Get your 28 grams of fibre with help from a well-planned diet that includes a variety of fruits, vegetables, whole grains, peas, beans and lentils, nuts and seeds. 

Know your type 
Each of these two types of fibre, which you’ll only find in plant foods, has a different function. 

Insoluble fibre

  • Keeps the digestive system in good working order. 
  • Helps soften stools (it’s a natural laxative, after all). 
  • Speeds up the movement of waste material through the digestive system Good dietary sources of insoluble fibre: Whole grains, wheat bran cereal, vegetables, fruits, as well as peas and beans. 

Soluble fibre

  • Helps lower blood cholesterol levels.
  • Regulates blood sugar levels. 
  • Needs to make up about 10 grams of your daily fibre intake. 

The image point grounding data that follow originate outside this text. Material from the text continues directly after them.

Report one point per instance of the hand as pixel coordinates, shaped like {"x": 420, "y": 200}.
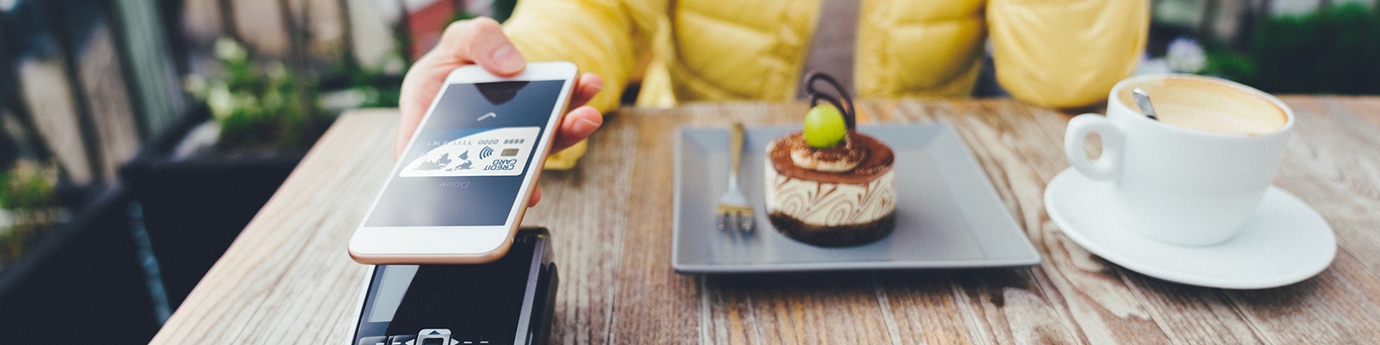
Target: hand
{"x": 482, "y": 42}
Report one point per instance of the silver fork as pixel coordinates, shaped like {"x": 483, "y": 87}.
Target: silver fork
{"x": 734, "y": 211}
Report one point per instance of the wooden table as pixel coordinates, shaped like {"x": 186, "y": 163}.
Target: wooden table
{"x": 287, "y": 279}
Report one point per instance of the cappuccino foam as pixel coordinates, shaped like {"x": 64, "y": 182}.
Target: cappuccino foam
{"x": 1208, "y": 106}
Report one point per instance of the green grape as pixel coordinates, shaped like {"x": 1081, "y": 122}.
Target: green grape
{"x": 824, "y": 127}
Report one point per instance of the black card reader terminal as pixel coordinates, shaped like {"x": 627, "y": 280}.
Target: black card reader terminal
{"x": 507, "y": 301}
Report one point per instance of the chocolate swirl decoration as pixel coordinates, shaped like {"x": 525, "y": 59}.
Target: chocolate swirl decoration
{"x": 849, "y": 116}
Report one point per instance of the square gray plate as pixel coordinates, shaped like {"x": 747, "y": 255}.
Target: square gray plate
{"x": 948, "y": 215}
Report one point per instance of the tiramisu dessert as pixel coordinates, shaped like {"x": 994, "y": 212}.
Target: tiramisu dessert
{"x": 830, "y": 185}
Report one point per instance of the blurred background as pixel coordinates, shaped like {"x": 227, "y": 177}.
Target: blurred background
{"x": 138, "y": 137}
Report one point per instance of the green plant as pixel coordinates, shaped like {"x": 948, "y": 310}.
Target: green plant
{"x": 1331, "y": 51}
{"x": 260, "y": 108}
{"x": 28, "y": 207}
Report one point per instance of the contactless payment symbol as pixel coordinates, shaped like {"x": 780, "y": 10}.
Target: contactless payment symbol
{"x": 474, "y": 155}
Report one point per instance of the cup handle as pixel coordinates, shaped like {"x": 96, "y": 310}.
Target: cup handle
{"x": 1108, "y": 164}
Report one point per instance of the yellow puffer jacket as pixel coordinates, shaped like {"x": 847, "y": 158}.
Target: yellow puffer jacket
{"x": 1049, "y": 53}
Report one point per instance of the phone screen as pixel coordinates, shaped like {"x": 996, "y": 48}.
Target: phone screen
{"x": 468, "y": 160}
{"x": 469, "y": 301}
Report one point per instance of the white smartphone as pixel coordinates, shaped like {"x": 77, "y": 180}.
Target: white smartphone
{"x": 458, "y": 192}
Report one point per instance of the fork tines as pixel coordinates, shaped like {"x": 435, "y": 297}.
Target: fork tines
{"x": 737, "y": 217}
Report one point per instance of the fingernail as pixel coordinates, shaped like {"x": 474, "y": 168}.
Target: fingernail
{"x": 585, "y": 126}
{"x": 508, "y": 60}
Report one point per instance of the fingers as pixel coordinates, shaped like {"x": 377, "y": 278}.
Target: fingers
{"x": 478, "y": 40}
{"x": 587, "y": 87}
{"x": 482, "y": 42}
{"x": 577, "y": 126}
{"x": 536, "y": 196}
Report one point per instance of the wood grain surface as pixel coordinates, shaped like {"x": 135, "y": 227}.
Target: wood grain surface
{"x": 287, "y": 279}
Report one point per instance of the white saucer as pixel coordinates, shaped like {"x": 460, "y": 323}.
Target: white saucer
{"x": 1285, "y": 242}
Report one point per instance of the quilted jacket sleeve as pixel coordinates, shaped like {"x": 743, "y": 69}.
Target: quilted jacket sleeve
{"x": 606, "y": 37}
{"x": 1066, "y": 53}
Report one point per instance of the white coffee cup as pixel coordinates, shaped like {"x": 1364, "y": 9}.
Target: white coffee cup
{"x": 1193, "y": 182}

Good dietary sources of soluble fibre include: Fruits, vegetables, oats, peas and beans. 


Digestive Disturbances

As your pregnancy progresses, your digestive system may react to your body’s changes. 

First trimester 
You may have some nausea, food aversions, or cravings that can disturb the normal digestive process. 

Second trimester 
Slower digestion can result in constipation. (The hormone progesterone would have kicked in by now—it relaxes the smooth muscles lining the digestive tract which slows the process of digestion.) 

Third trimester 
Elimination can become difficult, sometimes leading to haemorrhoids (piles). (Your growing baby is now engaging and pressing on some of your internal organs and blood vessels, making your digestive system work less smoothly than you’d like.) 

By now it probably goes without saying, a healthy diet and enough fibre are super-important to your baby and you—especially when it comes to possible digestive disturbances. 

Pregnancy cravings 

  • Cravings are by-products of your pregnancy hormones (same goes for aversions). 
  • Common favourites? Sweets, fruits, salty or spicy foods, and hard or chewy foods top most expectant Mum’s lists. 
  • Craving junk? Seek out a healthier alternative 

Pregnancy aversions 

  • Strong aversions to foods are common during pregnancy, especially during the first trimester.
  • Got an aversion to a nutritious food? Substitute an equally nutrient-dense food. (Fish? Yuck! Guess I’ll settle for chicken—it’s high in protein.) 

With both food cravings and aversions, it’s best to follow your body’s signals—all the while, (and this goes for your diet in general), make healthy choices. 

# Standards for Maternal and Neonatal Care (Integrated Management of Pregnancy and Childbirth), WHO 2007 
2 Wilson RD et al. Pre-conception Folic Acid and Multivitamin Supplementation for the Primary and Secondary Prevention of Neural Tube Defects and Other Folic Acid-Sensitive Congenital Anomalies. SOGC Clinical Practice Guideline, No. 324. J Obstet Gynaecol Can. 2015;29(12):1003-1013. 
3 Daily Adequate Intake (AI) of total fibre for pregnant women aged 19-50 years old (Institute of Medicine. Dietary, Functional and Total Fiber. In: Dietary reference intakes for energy, carbohydrate, fiber, fat, fatty acids, cholesterol, protein, and amino acids. Washington: National Academies Press, 2005.)